Sometimes it is better not to tell your mother what you are doing until after you have done it. Biking Bolivia’s notorious “Death Road” is one of those things.
Before leaving for our trip I told my friend Sandra, who is from Bolivia, what we had planned and she said “What? My mother has forbidden me from going on that road!”
I am guessing my mother might have as well, if she had known. Actually, she wouldn’t have told me not to do it. But, she would have consumed her weight in Wint-O-Green Life Savers – which she chews in copious amounts when she is stressed and anxious about what her children are doing.
For me, biking Bolivia’s Death Road was the one activity on the proposed Bolivia trip itinerary through BikeHike that had me looking at Glenn and saying, “we have to do this trip!”
The dirt road was constructed in the 1930’s to connect La Paz with the jungle region known as Yungas. It is nearly 40 miles long and descends from above 15,000 feet to around 4,000 feet over that distance. Motorists on the road drive on the left side to enable drivers headed downhill to monitor how closely their wheels are to going over the edge of the cliff.
And…those precarious cliffs free-fall into 2,000 foot ravines in some locations! Many memorial crosses can be seen along the road and it is said you can see the remains of busses and other vehicles that have gone over the edge down below.
Historically, accidents on this road killed about 200 to 300 people per year – giving the Death Road it’s name and earning it the reputation as being the world’s most dangerous road. In 2007 a new, wider, paved road was opened between La Paz and Yungas, taking nearly all of the vehicle traffic with it – thereby turing the Death Road into a popular attraction for mountain bikers.
But, even without all of the vehicle traffic the road is still to be taken seriously. Several bikers have died (20-some since the late 1990s)…mostly from losing control of their bikes by going too fast and/or not looking where they are going while trying to take pictures and videos.
As the event drew closer, the mood of our BikeHike tour group ranged from eager to apprehensive.
We were picked up at our hotel by a small van from the local bike tour company. The roof of the vehicle was covered with bikes, along with a backboard stretcher…never a good sign.
We drove high into the mountains outside of La Paz to get to the starting point where we were all outfitted head to toe in protective pads and a full-face helmet.

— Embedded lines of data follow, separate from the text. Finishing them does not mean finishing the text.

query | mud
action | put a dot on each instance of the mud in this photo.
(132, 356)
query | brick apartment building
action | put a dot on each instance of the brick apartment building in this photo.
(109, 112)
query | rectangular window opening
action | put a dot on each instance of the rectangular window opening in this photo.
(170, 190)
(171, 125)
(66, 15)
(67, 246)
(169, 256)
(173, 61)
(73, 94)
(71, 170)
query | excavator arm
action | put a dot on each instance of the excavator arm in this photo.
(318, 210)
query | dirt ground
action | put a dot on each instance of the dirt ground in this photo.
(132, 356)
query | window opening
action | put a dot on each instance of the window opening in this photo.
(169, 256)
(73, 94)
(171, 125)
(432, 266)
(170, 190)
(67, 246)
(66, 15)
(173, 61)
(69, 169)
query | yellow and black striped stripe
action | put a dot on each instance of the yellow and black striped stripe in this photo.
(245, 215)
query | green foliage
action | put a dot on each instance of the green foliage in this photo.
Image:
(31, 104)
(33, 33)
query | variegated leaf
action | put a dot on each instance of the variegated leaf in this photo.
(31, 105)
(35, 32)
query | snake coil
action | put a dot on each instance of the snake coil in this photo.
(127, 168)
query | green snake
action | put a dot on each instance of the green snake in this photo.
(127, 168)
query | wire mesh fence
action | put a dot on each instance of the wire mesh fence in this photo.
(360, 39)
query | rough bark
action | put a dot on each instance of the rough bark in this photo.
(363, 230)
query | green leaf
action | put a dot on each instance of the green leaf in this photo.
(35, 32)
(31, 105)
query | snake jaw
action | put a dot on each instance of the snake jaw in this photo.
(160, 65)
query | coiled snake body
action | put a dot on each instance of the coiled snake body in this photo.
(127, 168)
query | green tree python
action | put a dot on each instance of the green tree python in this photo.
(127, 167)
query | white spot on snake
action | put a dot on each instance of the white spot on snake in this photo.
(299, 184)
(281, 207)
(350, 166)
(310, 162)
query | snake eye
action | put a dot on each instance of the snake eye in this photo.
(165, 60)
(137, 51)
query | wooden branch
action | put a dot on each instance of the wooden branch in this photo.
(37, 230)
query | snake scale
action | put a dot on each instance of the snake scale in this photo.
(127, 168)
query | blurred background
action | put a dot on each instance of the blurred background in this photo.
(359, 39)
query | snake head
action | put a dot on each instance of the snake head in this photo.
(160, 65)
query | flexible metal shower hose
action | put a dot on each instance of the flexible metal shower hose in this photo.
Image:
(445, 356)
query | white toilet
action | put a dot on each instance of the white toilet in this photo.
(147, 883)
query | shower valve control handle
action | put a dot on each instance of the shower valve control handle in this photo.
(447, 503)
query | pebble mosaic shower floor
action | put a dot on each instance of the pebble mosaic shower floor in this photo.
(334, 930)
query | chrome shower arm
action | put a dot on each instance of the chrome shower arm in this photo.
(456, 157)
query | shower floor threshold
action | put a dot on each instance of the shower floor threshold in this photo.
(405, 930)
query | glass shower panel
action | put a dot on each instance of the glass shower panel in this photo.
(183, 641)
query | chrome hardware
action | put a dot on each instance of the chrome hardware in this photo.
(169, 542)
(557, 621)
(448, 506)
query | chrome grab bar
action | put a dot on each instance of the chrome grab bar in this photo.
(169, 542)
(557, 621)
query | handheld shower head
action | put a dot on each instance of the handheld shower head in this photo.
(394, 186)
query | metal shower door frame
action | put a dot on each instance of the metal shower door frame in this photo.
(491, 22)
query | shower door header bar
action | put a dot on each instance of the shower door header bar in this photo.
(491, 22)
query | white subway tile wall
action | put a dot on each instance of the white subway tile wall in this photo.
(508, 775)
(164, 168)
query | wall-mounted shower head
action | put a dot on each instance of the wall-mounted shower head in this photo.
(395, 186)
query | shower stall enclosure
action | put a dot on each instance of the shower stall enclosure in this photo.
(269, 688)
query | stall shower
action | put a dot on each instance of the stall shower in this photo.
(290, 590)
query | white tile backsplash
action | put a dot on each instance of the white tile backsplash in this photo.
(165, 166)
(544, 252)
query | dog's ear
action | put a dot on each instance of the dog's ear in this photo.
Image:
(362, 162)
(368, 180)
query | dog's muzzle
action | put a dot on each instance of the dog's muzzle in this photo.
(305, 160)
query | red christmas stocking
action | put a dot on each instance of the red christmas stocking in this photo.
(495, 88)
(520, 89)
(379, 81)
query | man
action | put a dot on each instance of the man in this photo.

Again, never a good sign.
The start of the ride was a steep downhill on a newly paved road full of s-curves that took us through amazing mountain scenery. Having a big butt helps me excel at gravity sports (!), so I was flying down the road as fast as the bike could carry me.
Unlike other biking tours I’ve been on where the guides try to slow you down, our lead guide was in a speed-tuck zooming down the hill and Matt (another guy on our BikeHike trip) and I were right on his heels.
The grin on my face was so wide I’m surprised I didn’t bust the face-mask on my helmet!
Eventually we made it to the beginning of the official Death Road, a very rough – often narrow – dirt road filled with tight turns and sheer cliffs that would prove fatal to anyone that had the misfortune of going over them.
Here is the rough Video footage of Glenn´s tumble…”I almost died on the Death Road without ever getting on the damn bike!” he said later.
Riding this section of road was truly a brain-jarring experience.
It didn’t really matter how fast or how slow you went, the bumps in the road really gave you a beating. In the end I decided going faster (but not too fast, Mom) was easier, if for no other reason than my aching hands and forearms didn’t have to squeeze the brake levers as much.
In the end, I had an absolute blast!
The bike was comfortable (unlike my experience biking on the Uyuni Salt Flats), the views were amazing and the thrills kept coming. I would totally recommend this experience if you ever find yourself in Bolivia. I’ll leave it to you to decide if you tell your mother or not.